We want to come up with a new way of seeing the problem, not just an explanation that will satisfy the intellect.

Understanding and seeing are two different functions; understanding requires stepping back from the object or idea. To experience it is to become one with it.

This is not a process of figuring it out, but rather a way of seeing it anew.

We want the realization of the truth to emerge from within us, from the mind of Christ.

Opinions are the ideas we have about our perceptions and can only be as good as the perceptions themselves. Faulty perceptions form the basis for faulty thinking. Clean up perception, and the thinking will automatically get clearer. What we're looking for is a new way of seeing, not a new opinion.

One thing that we know about the mind is that it continually wants to move on to something new. The sooner an unresolved issue can be completed the better. Like the unscrupulous district attorney who wants to wrap up a case with a conviction, any conviction, in order to satisfy the public outcry for justice, so the mind places more importance on expediency than it does on the truth.

Our sense of justice is one of the greatest obstacles to seeing the truth. For instance, it is easy to adopt the seemingly sophisticated notion that there is no such thing as a victim, but it's not so easy to question whether or not there is a victimizer. Our sense of justice would rather spread the blame than remove the guilt. We would rather feel justified than know the truth.

Scientifically speaking, there is no such thing as "good" perception and "bad" perception - there is only perception. Nor can we say that perception comes by degree, because unless something is perceived in its wholeness, it is not being perceived. Reality does not reveal itself one part at a time, because no part exists separate from the Whole. Reality is a unified system. This is why knowing one thing makes it possible to know all things.

Questions fly in the face of what we know, and what we "know" keeps us from seeing what is. If we question what we know, we make room for something new to arise in our awareness. Continuing to question takes us to higher and higher levels of the inquiry.

Knowing is the focal point of our being, the lens that gathers all of the energies of our mind and soul to bring about manifestation in our lives. Our lives are an out-picturing of that which we know.

We live as a nameless wanderer in a sea of potential, building up an identity around us consisting of the things we have said yes to.

The word "know" can also be spelled "no". When we know one thing, we automatically say no to everything else.
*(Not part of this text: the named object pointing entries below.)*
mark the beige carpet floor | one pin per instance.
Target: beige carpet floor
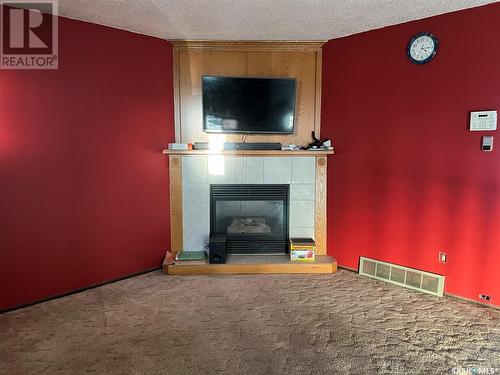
(250, 324)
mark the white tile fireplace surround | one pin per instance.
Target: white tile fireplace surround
(198, 172)
(192, 173)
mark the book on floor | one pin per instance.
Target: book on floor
(190, 255)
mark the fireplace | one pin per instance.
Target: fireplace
(254, 218)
It is an interesting mental exercise to go into meditation and say no to everything that arises in the mind, to negate its existence, and to refuse to give it any attention. This has a clearing effect; in fact, it creates a clearing or space within the field of consciousness that acts like a vacuum, drawing to itself in increasing stages of intensity the objects of mind that have the most psychological weight. Each object comes masked. Saying no to the object peels away the mask, perhaps revealing a more subtle one underneath. In the end, after the last mask is removed, observer and observed become one, and KNOWING, not mere understanding, is achieved.
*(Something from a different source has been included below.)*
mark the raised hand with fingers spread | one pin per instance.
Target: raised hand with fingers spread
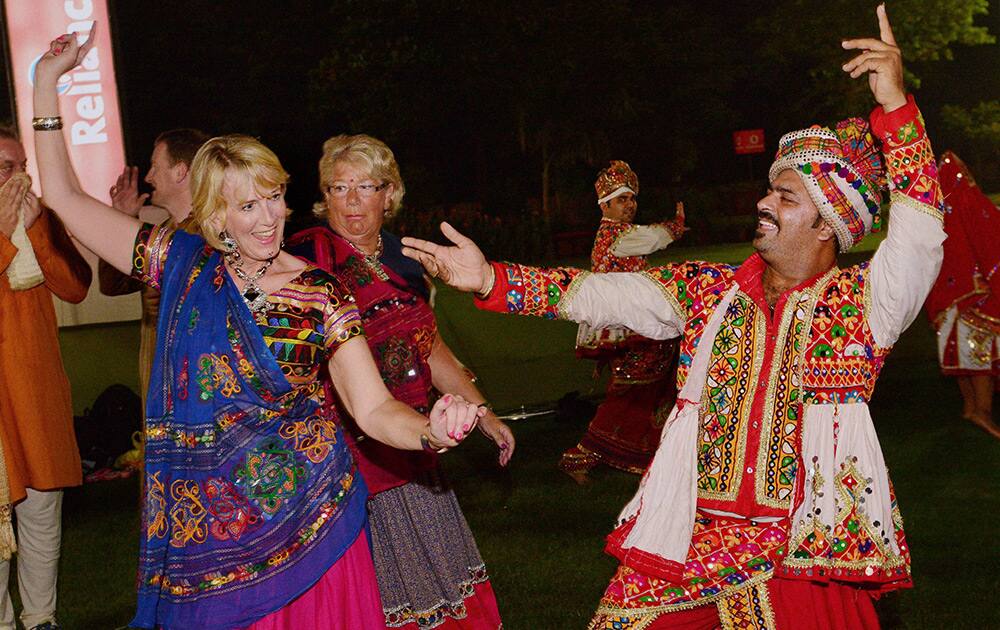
(461, 265)
(882, 59)
(124, 193)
In a strictly mechanistic way, the mind wants to maintain homeostasis, readily accepting anything that will fill in incomplete sentence structures in ways consistent with its own underlying logic and value systems. This tendency is automatic and relatively easy to short-circuit.
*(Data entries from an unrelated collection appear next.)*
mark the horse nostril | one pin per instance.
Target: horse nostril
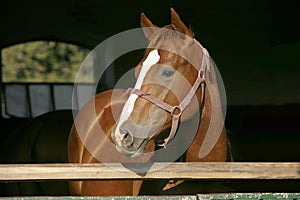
(127, 138)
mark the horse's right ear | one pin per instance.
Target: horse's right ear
(148, 28)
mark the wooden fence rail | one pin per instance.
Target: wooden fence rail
(67, 171)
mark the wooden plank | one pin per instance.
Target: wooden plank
(229, 196)
(211, 170)
(248, 196)
(178, 197)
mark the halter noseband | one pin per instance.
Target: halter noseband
(176, 111)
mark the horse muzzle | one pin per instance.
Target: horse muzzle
(128, 144)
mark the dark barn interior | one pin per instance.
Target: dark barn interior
(255, 44)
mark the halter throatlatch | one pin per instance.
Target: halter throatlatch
(176, 111)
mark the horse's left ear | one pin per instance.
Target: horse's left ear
(179, 25)
(148, 28)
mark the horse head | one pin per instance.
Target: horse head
(165, 90)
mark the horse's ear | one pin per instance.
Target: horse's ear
(179, 25)
(148, 28)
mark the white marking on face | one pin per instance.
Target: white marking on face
(152, 58)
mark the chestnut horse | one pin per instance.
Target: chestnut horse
(176, 81)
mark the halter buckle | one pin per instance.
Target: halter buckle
(176, 109)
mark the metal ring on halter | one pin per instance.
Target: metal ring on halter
(173, 111)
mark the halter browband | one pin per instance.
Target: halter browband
(176, 111)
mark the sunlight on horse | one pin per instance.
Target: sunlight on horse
(170, 89)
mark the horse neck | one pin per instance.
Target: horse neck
(218, 152)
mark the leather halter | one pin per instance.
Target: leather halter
(176, 111)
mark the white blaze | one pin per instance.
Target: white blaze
(152, 59)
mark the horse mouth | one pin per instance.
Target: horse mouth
(136, 150)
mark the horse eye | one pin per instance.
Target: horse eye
(167, 73)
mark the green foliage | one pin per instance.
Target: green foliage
(43, 61)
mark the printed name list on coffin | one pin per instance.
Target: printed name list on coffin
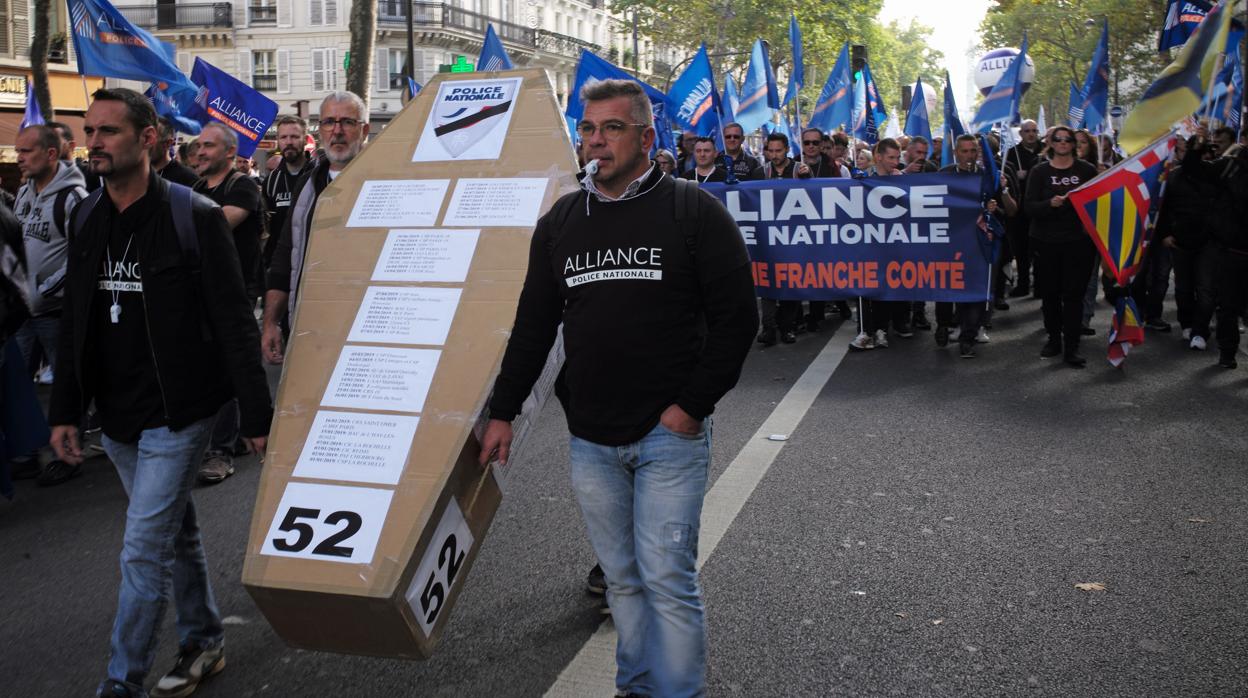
(911, 237)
Having the power to accept or reject anything the mind offers up, by saying either yes or no, we cause the mind to search in ever tightening parameters for ultimate solutions. The more it does this, the closer we get to the very thing the mind is trying to describe. In other words, we approach the direct experience of the thing itself, not just a concept of it.

This occurs naturally in us from time to time in those transcendent moments of beauty known as aesthetic arrest. We might also experience it at times of extreme terror, or while under the influence of certain drugs. In all cases, the mind must be shocked out of its normal routine of filling in the blanks and made to step aside, so that the one using the mind can look for itSelf.